When Internet Relay Chat (IRC) was developed and first initiated by Jarkko Oikarinen to take the place of the MultiUser Talk (MUT) program utilised by Finland’s University of Oulu in the late 1980’s, nobody realised the extent in which it would grow.
There is no definitive answer as to when IRC began incorporating the use of the ChatBot but a section was rumoured to have been created in 1992 to begin investigating the use of AI Bots on the medium. In 1994, Joseph Weizenbaum of MIT in Massachusetts developed “ELIZA”, who designed to recognise key words and phrases in text to generate open-ended questions in response. The development of “ELIZA” is generally considered to have instigated the word “ChatterBot”, although “ELIZA” itself was never utilised on IRC.
The first IRC Bots are generally recognised as being Jyrki Alakuijala’s “Puppe”, Greg Lindahl’s “Game Manager” and Bill Wisner’s “Bartender” which all surfaced on IRC in the early to mid 1990’s and were designed to maintain a presence in otherwise-empty channels while also being able to provide basic automated responses when required to.
By 1998 Bots on IRC were more of a rule than an exception, with most channels using them, which encouraged continued development of their capabilities and also, on occasion, a more sinister side to their design. The Worm, “Pretty Park”, is known as one of the original malicious Bots on IRC, purely designed to infiltrate users’ computers and attack them. Although certain readers might wonder about the initial omission of mentioning the infamous Trojan “Sub7” here, it is worthwhile remembering that this was actually a malicious .EXE file that was sent over IRC to infect computers and not actually a Bot. Its mention now does, however, remind us that Bots weren’t the only means of inflicting harm in those early days of Internet Relay Chat.
“Gtbot” made its first appearance on IRC in 2000 as a fake mIRC client program responsible for some of the first denial of service attacks. “Gtbot” and similar others served as inspiration for many attacks prevalent outside of IRC today, such as ransomware and information theft.
Outside of IRC, Bots were also becoming more of a presence. In 1994 “Webcrawler” was created to index web pages, first being used by AOL in 1995 and later by Excite in 1997. In 1996 “Backrub” was utilised for the same reason, later experiencing a name change and becoming the most famous Bot used for this function – “GoogleBot”.
“A.L.I.C.E.” (Artificial Linguistic Internet Computer Entity), later known as “ALICEBot” or simply “ALICE”, was initially devised by Richard Wallace in 1995 with its inspiration coming from Weizenbaum’s “ELIZA”. In 1998, “ALICE” was rewritten in Java, using an XML Schema called AIML (Artificial Intelligence Markup Language) for specifying heuristic conversation rules. Mention has been made by Spike Jonze of “ALICE” being the inspiration for his 2013 Academy Award-winning film, “Her”, starring Joaquin Phoenix.
“ALICE” is now an open-source Bot, with hundreds of contributors having created hundreds of thousands of lines of AIML to introduce into conversation, hence allowing “ALICE” to replicate a person in general terms rather than being limited to therapist-type responses like “ELIZA” before it.
“Storm” first made an appearance in 2007. It is estimated that this Botnet has infected in the region of 50,000,000 computers and been involved in crimes including identity theft and stock price fraud.

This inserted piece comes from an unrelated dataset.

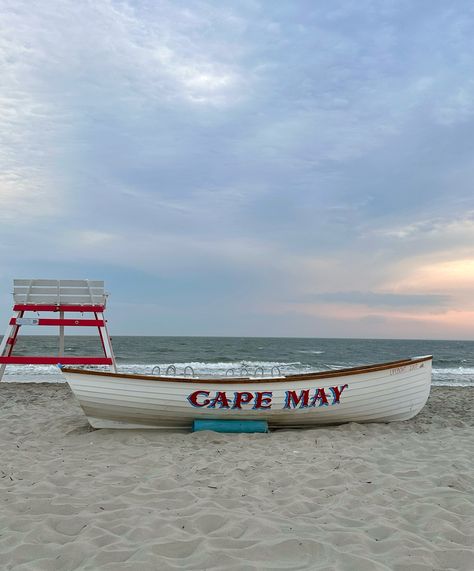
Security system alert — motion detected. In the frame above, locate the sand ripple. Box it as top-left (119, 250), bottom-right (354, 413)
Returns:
top-left (0, 383), bottom-right (473, 570)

2011 marked the advent of “Siri”, Apple Inc’s virtual assistant that makes use of voice queries, gesture-based control, focus tracking and a natural-language user interface to make recommendations, answer questions and perform actions by assigning requests to various internet services. Followed within a few years by Amazon’s “Alexa” and Microsoft’s “Cortana”, “Siri” has faced criticism for a lack of innovation since its introduction, needing improvements in recognising English spoken with an accent, while too often getting questions wrong and, instead of answering, showing a website result instead. This
criticism prompted Apple to build a new AI service, called “Viv”, in 2017.
The most notable recent development in AI Bot technology (we’d like to think), takes the form of ContentBot. Being utilised more and more frequently on websites, ContentBot provides the user with the important service of generating copy for use in business, marketing, writing and a variety of other vocations. With the input of carefully-considered and researched content blocks, ContentBot is designed to draw topical and up-to-date information from the internet and generate responses to given questions within seconds. This technology is designed to save the user time and creative effort, enabling an upsurge in sustainable productivity. ContentBot is also being utilised to create short content for platforms like Twitter, indicating its effectiveness as a modern web tool and highlighting the importance of well-investigated content blocks and topics by developers.
Whatever your thoughts on modern technology, it cannot be denied that the “Bot” has played an integral and sustained part in assisting computer developers (and now copywriters) in changing the face of the world as we’ve known it, and users in reaping the rewards of the Artificially-intelligent progressions made in online technologies, whilst also enforcing the need to be more security conscious as well. We wait in anticipation to see in which direction the “bot” will take us next.